La historiadora pacense Isabel Burdiel.
La historiadora pacense Isabel Burdiel. / Efe

-Pero Pardo Bazán era toda una estrella.

-Y ella se creyó mucho más única de lo que era. Cultivó ese personaje célebre y quiso controlarlo. Pero no pudo. Se empezaba a asociar literatura y celebridad, y se le fue de las manos. He intentado hacer un juego entre lo extraordinaria que era para su tiempo y, a la vez, las partes que eran más comunes para esa época.

-Ese control de la imagen es algo ahora muy actual.

-Ella está en los orígenes de esa cultura que parece ahora muy normal. Fue muy moderna en esa idea de presentarse como escritora profesional, queriendo controlar su obra y los derechos de autor.

«Miró al mundo desde dos orillas, la de la tolerancia y la libertad de expresión y otra más tradicionalista»

-¿Y los derechos de la mujer?

-Fue una gran defensora en todos los sentidos, políticos, culturales, de costumbres o de sensibilidad. Al final de su vida, cuando vivía en un ambiente muy aristocrático y muy conservador, se definió como feminista radical. Usaba ese término sin tapujos, aunque ha habido una corriente feminista que no la ha reconocido por ser conservadora y católica. Ha sido muy controvertida.

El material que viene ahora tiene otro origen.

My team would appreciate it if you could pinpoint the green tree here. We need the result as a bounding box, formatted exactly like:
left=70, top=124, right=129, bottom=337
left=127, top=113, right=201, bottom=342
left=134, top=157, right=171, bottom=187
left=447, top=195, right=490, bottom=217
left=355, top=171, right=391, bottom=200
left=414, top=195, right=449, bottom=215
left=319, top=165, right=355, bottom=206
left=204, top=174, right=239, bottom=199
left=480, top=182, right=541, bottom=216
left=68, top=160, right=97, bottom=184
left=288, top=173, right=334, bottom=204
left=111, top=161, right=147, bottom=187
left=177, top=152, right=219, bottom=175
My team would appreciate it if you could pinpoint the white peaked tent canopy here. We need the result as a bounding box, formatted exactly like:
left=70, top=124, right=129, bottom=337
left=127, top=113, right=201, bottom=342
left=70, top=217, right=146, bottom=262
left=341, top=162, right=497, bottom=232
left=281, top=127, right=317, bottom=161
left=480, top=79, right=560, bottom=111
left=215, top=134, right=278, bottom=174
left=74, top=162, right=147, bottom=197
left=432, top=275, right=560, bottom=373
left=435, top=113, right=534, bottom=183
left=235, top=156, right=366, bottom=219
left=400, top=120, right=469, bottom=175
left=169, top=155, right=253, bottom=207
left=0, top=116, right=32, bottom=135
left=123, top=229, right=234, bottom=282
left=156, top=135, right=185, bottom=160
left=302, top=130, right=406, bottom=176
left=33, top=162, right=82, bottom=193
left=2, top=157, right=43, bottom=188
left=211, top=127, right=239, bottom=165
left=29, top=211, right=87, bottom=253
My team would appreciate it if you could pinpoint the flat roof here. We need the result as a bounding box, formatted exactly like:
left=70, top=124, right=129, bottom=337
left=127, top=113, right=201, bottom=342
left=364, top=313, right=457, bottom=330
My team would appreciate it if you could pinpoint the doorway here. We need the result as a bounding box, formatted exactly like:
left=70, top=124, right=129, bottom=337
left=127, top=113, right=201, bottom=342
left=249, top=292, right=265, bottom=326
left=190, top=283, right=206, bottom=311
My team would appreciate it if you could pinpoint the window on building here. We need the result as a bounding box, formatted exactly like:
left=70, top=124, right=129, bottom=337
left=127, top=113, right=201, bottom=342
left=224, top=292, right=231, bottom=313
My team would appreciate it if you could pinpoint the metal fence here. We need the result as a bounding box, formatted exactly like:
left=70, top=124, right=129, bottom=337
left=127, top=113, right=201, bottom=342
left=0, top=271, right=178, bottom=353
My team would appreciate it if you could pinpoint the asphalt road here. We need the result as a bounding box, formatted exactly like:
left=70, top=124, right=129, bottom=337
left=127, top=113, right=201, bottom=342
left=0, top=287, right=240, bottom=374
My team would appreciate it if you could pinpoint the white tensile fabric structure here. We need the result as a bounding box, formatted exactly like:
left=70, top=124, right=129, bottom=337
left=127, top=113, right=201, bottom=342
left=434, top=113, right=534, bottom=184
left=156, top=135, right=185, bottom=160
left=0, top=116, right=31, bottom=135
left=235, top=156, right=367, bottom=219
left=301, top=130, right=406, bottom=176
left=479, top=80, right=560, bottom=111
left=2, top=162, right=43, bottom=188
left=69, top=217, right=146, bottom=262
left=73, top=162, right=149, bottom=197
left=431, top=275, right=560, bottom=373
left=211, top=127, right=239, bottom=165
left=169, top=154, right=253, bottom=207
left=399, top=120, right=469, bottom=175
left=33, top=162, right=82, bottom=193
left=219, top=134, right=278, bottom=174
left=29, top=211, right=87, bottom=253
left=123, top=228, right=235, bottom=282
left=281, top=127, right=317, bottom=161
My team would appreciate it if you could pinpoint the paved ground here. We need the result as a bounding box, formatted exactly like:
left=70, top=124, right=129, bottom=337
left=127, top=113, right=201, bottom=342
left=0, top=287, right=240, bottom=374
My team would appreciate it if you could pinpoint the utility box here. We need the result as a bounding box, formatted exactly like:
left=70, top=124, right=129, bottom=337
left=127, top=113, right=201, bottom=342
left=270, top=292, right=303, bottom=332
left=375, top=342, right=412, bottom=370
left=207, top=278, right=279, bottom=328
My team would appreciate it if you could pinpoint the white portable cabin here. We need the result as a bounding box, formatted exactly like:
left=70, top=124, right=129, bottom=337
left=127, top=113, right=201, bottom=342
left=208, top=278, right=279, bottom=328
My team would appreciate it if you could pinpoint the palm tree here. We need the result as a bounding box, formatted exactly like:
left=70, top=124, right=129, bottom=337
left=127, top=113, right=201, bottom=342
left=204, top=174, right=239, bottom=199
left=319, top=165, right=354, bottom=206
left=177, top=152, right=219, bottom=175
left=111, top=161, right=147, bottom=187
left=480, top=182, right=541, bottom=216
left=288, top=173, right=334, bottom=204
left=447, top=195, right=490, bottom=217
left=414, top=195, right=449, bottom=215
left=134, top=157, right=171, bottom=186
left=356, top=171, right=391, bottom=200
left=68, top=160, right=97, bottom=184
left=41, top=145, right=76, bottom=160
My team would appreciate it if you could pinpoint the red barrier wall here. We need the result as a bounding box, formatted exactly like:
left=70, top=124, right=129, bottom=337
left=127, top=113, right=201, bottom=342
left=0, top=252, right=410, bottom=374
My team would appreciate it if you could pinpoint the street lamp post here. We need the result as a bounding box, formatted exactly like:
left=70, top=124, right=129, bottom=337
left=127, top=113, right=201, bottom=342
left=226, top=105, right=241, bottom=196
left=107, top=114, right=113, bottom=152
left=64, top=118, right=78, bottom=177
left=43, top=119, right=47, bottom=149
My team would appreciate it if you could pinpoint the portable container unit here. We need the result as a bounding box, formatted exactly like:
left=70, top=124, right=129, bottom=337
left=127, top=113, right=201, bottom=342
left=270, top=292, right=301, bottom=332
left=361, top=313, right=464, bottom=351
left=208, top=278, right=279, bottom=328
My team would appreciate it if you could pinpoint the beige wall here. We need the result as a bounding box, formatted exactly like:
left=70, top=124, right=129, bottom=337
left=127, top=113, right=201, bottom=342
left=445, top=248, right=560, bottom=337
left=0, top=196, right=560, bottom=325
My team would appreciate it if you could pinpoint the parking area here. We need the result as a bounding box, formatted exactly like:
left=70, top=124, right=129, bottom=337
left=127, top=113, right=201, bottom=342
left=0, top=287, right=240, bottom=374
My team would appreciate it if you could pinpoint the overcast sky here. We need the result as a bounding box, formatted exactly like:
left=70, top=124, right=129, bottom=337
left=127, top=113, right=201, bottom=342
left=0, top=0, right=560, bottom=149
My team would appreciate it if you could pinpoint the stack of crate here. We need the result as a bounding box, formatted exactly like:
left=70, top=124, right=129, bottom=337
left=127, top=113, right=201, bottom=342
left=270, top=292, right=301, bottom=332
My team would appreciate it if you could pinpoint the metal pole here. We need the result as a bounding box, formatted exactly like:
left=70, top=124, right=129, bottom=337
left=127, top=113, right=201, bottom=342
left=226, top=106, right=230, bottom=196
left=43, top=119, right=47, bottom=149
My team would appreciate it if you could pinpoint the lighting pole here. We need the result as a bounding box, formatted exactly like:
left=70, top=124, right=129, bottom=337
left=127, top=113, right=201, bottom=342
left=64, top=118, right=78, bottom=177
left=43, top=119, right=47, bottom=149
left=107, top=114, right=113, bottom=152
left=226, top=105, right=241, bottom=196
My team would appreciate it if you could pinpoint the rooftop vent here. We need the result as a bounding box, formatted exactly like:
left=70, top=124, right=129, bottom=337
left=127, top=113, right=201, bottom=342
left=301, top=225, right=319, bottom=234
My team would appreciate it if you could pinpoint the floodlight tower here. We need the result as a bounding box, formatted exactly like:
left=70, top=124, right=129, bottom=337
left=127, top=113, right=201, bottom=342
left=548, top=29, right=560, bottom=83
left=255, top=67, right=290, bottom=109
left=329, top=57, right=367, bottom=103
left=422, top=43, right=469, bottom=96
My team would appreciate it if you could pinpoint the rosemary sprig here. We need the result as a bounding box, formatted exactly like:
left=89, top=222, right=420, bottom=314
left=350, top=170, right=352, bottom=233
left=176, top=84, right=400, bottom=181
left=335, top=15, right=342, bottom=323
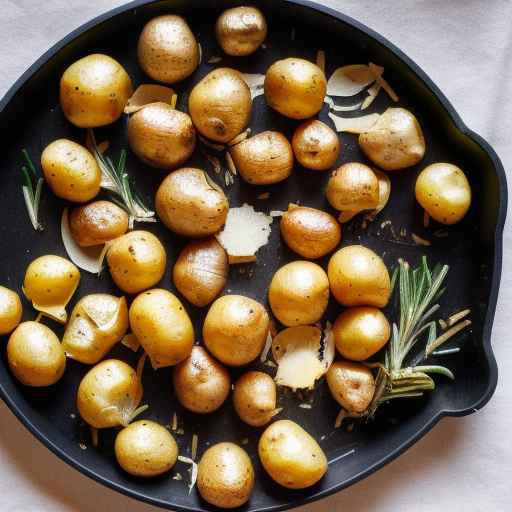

-¿Qué le hace tan moderna?

-Ella no creía que hubiera una cosa esencialmente hombre y otra cosa esencialmente mujer. Había feministas que decían que las mujeres somos más compasivas, tenemos más capacidad de acción social porque somos madres. Ella decía que lo de ser madre era una opción, cuando tuvo tres hijos. La maternidad no acota el carácter de una mujer y se puede ser mujer sin ser madre. Y eso era modernismo.